I'll think it all over, however, any change I do make, will be to the to the Swift 4.2 version of Siren.

jyounus commented 5 years ago

That sounds reasonable, thank you for that!

ArtSabintsev commented 5 years ago

Alright, I've been thinking about this all week.

First off, in Siren v4.0.0, the rules governing how Siren works have moved from:

Should an API request be performed?

to:

Should an alert be presented?

This means that an API request is always performed when Siren's code-path is entered, and once the response is validated to contain a new version, the complex rules governing alert presentation, including the showAlertAfterCurrentVersionHasBeenReleasedForDays value, are evaluated before presenting an alert. This is a fundamental difference in how the swift4.1 branch of Siren operates. So, in your scenario, after an update is live int he App Store for 24 hours, an alert will always be presented unless you have rules in place that suppress that alert.

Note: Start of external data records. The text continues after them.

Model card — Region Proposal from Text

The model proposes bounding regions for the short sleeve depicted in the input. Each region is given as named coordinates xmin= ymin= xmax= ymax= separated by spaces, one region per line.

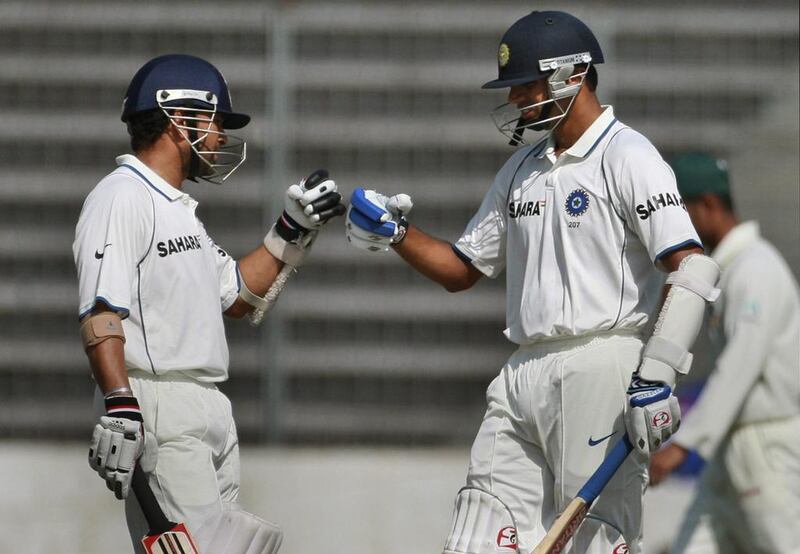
xmin=606 ymin=133 xmax=702 ymax=262
xmin=453 ymin=147 xmax=533 ymax=278
xmin=72 ymin=174 xmax=154 ymax=317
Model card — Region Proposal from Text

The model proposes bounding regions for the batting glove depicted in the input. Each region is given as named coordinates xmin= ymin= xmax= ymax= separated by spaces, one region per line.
xmin=625 ymin=374 xmax=681 ymax=456
xmin=264 ymin=169 xmax=346 ymax=267
xmin=89 ymin=396 xmax=144 ymax=500
xmin=345 ymin=188 xmax=414 ymax=252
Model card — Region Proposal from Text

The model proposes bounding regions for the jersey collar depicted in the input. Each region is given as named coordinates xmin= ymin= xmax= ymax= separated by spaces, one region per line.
xmin=711 ymin=221 xmax=761 ymax=270
xmin=117 ymin=154 xmax=189 ymax=202
xmin=564 ymin=106 xmax=617 ymax=158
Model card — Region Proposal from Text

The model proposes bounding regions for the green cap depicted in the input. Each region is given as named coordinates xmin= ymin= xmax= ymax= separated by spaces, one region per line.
xmin=671 ymin=152 xmax=731 ymax=199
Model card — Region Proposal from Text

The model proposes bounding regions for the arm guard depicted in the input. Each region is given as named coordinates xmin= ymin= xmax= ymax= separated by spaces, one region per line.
xmin=639 ymin=254 xmax=720 ymax=389
xmin=81 ymin=312 xmax=125 ymax=350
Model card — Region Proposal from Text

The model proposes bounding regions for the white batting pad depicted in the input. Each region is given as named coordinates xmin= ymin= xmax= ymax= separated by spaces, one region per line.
xmin=639 ymin=254 xmax=719 ymax=387
xmin=194 ymin=508 xmax=283 ymax=554
xmin=444 ymin=487 xmax=517 ymax=554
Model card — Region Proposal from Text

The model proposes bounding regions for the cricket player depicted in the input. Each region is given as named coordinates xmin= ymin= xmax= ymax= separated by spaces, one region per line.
xmin=650 ymin=153 xmax=800 ymax=554
xmin=346 ymin=11 xmax=718 ymax=554
xmin=73 ymin=54 xmax=345 ymax=554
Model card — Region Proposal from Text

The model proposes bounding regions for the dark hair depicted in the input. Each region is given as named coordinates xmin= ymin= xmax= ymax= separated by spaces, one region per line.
xmin=714 ymin=194 xmax=734 ymax=213
xmin=128 ymin=110 xmax=169 ymax=152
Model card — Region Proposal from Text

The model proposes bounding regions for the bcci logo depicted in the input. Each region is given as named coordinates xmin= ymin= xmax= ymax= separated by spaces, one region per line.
xmin=564 ymin=189 xmax=589 ymax=217
xmin=497 ymin=527 xmax=517 ymax=552
xmin=497 ymin=43 xmax=511 ymax=67
xmin=653 ymin=410 xmax=672 ymax=428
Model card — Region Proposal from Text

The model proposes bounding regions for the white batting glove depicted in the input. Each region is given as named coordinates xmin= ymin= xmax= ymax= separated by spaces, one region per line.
xmin=283 ymin=169 xmax=345 ymax=231
xmin=625 ymin=374 xmax=681 ymax=456
xmin=345 ymin=188 xmax=414 ymax=252
xmin=89 ymin=396 xmax=144 ymax=500
xmin=264 ymin=169 xmax=345 ymax=267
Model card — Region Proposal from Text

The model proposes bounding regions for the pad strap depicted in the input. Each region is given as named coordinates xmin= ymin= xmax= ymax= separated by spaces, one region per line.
xmin=236 ymin=267 xmax=268 ymax=310
xmin=667 ymin=270 xmax=720 ymax=302
xmin=81 ymin=312 xmax=125 ymax=350
xmin=264 ymin=225 xmax=316 ymax=267
xmin=642 ymin=335 xmax=692 ymax=375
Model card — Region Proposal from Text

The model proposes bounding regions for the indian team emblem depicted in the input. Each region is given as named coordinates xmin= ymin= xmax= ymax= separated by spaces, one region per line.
xmin=564 ymin=189 xmax=589 ymax=217
xmin=497 ymin=42 xmax=511 ymax=67
xmin=653 ymin=410 xmax=672 ymax=429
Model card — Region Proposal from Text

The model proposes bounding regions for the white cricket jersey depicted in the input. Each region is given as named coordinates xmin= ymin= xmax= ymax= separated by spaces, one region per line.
xmin=454 ymin=107 xmax=701 ymax=344
xmin=675 ymin=222 xmax=800 ymax=459
xmin=72 ymin=155 xmax=239 ymax=382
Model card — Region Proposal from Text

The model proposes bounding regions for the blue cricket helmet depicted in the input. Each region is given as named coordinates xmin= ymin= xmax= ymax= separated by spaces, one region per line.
xmin=122 ymin=54 xmax=250 ymax=129
xmin=483 ymin=11 xmax=603 ymax=88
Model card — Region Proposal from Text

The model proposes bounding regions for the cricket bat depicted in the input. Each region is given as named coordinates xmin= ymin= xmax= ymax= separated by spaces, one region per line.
xmin=532 ymin=434 xmax=633 ymax=554
xmin=131 ymin=465 xmax=200 ymax=554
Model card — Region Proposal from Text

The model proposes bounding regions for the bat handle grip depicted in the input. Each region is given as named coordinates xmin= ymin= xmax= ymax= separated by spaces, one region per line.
xmin=131 ymin=464 xmax=175 ymax=535
xmin=578 ymin=433 xmax=633 ymax=505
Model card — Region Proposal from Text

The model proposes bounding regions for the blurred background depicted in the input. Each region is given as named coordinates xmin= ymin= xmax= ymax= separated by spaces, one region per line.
xmin=0 ymin=0 xmax=800 ymax=554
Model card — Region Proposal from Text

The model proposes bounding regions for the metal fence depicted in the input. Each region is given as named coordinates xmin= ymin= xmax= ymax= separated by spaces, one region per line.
xmin=0 ymin=0 xmax=800 ymax=444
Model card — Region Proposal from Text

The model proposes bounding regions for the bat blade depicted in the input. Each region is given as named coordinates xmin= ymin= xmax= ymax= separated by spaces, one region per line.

With that in mind, I should inform you that I follow the 80% rule to software development, which is an obscure form of the Pareto Principle. What this means is that the mainline version of Siren (e.g., my master fork) contains solutions that apply to 80% of my intended consumers. My recommendation to people who want very custom tailored solutions is to fork Siren and build it themselves. While not ideal for those people, it has allowed me to maintain my OSS repos without obscure features that stretch my OSS repos beyond their intended goal.

Alright, so what does that mean for you and your case? It means that I will not be adding the caching change, since Siren's whole goal is to check the App Store for a new version every time the app is launched. Based on what it finds, and based on the presentation rules, and alert may be presented. Caching a response subverts Siren's core functionality by returning cached responses for a given period of time that may not be valid for the length of time for which the the response is cached. Second, I will not be adding the ability to perform an initial version checks after X hours vs the current X days. Why? Because trial and error over the last ~7 years has taught me that the iTunes Lookup API response updates ~6-24 hours faster than the binary is made available. I implemented the default 1 day wait period to protect users from getting into an infinite loop with the App Store when developers who consume Siren use the alertType = .force setting, since users who launch the app before the binary is made available cannot update their app, nor can they use the existing version of the app. This right here is why your proposed 6 hour solution is not something I want to implement.

I have mulled over this decision for 5 days and this is my final conclusion to your suggestions.

I am closing this issue, but not locking it, meaning you are welcome to follow up, and I will happily continue this conversation, but I doubt I will be swayed from my current stance.

Thank you and have a great weekend!

jyounus commented 5 years ago

Fair enough, I can understand that. I'll just either implement a custom solution or fork off your branch to customise the functionality and suit our project's needs.

Thank you anyways!

ArtSabintsev commented 5 years ago

My pleasure! Best of luck and thanks for understanding!